Her gün milyonlarca kişinin izlediği televizyon dizileri kadına şiddeti körükleyen en önemli faktörlerin başında geliyor. Her yaştan bireyin izlediği dizilerde en ufak bir hatadan dolayı acımasız bir şiddete maruz kalan kadınların yaşadığı dram gayet olağan bir durum olarak lanse ediliyor. Aşk ve sevgi adına şiddetin kutsandığı dizilerde fuhşiyat ve gayri meşru ilişkiler de sıradan vakalar olarak izleyicinin karşısına çıkartılıyor. Çukur, Avlu, Aşk Ağlatır, Zalim İstanbul gibi diziler başta olmak üzere birçok ekran şovunda şiddet meşrulaştırılıyor. Uzmanlar televizyon dizileri aracılığıyla şiddetin olağan hale geldiğine işaret ediyor.

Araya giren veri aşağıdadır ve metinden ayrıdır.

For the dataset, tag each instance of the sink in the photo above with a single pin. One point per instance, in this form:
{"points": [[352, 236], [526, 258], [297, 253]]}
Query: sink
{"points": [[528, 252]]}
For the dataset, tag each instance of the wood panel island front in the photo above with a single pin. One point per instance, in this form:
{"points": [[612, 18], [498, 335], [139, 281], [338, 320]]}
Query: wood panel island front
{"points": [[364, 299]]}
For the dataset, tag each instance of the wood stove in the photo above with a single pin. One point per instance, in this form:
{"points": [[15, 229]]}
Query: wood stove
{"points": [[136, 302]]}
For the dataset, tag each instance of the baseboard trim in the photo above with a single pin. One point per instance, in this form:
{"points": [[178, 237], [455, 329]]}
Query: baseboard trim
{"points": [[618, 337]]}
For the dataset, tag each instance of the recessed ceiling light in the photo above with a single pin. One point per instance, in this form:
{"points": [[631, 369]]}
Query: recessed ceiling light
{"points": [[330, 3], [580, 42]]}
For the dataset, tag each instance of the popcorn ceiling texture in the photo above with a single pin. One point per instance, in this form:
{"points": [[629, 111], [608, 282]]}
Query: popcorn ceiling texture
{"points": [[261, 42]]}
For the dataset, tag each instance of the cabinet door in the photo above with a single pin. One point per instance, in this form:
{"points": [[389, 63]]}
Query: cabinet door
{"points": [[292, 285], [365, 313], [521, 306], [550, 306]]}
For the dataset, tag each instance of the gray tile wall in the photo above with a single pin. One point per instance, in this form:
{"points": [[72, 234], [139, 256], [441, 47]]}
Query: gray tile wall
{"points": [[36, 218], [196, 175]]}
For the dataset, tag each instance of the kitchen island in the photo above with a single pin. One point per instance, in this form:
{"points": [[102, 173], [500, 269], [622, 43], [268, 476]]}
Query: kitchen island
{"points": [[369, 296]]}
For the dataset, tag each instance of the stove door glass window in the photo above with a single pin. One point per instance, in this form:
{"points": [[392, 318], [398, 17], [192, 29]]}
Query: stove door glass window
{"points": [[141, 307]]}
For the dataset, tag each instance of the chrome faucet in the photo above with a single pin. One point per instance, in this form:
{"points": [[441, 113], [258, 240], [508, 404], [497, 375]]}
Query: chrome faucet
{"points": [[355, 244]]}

Kadına şiddeti diziler körüklüyor
Aile ve Eğitim Danışmanı Psikoterapist Adnan Kalkan, şiddet içerikli dizilerin büyük tehlike oluşturduğuna dikkat çekerek, “Medyada yer alan sahneler cinsel ve şiddeti özendiriyor. Gerek televizyon dizilerinde gerekse sosyal medyadaki birçok paylaşım ve reklamda cinsellik ve şiddet özendiriliyor. Televizyon izleme oranının yüzde 90’ın üzerinde olduğu, insanların yüzde 83’ünden fazlasının görerek öğrendiği günümüzde şiddeti özendiren dizilerin toplumun nasıl bir fesadın içene çektiğini kestirmek güç olmasa gerek” dedi. RTÜK’ün meseleye daha duyarlı olması gerektiğini kaydeden Kalkan, “Cinsellik ve şiddet özendirildiği halde meydana gelen şiddet vakalarında hiçbir tesiri olmuyormuş gibi şaşırmak tam bir zihinsel travmadır. Dolayısıyla RTÜK eliyle gerek cinselliğin gerekse şiddetin yer aldığı sahneler kontrol altına alınmalı ve engellenmelidir” ifadelerini kullandı.

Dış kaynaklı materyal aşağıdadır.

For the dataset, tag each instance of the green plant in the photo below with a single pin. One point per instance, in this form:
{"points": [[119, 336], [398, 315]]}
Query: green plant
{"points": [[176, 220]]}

Diziler şiddeti özendiriyor
İlahiyatçı yazar Şule Parmak ise kadına yönelik şiddette TV dizilerinin etkisinin büyük olduğuna işaret ederek, “Kadına şiddet olaylarının sebepleri arasında alkol, uyuşturucu gibi madde kullanımlarının yanı sıra TV dizilerinin etkisi, kadın programlarının yanlış yönlendirmeleri, eşlerin birbirini aldatması gibi durumlar oldukça etkilidir” şeklinde konuştu. Şiddeti önlemenin yolunun aile kavramını korumaktan geçtiğine işaret eden Parmak, “Kadına şiddet meselesinde bilhassa kadını korumak söz konusu ise bu meselede ailenin kudsiyetini de göz ardı edemeyiz. Kadına şiddetin hiçbir türlüsü kabul edilemezken şiddetin her çeşidine dur demek lazımdır” dedi.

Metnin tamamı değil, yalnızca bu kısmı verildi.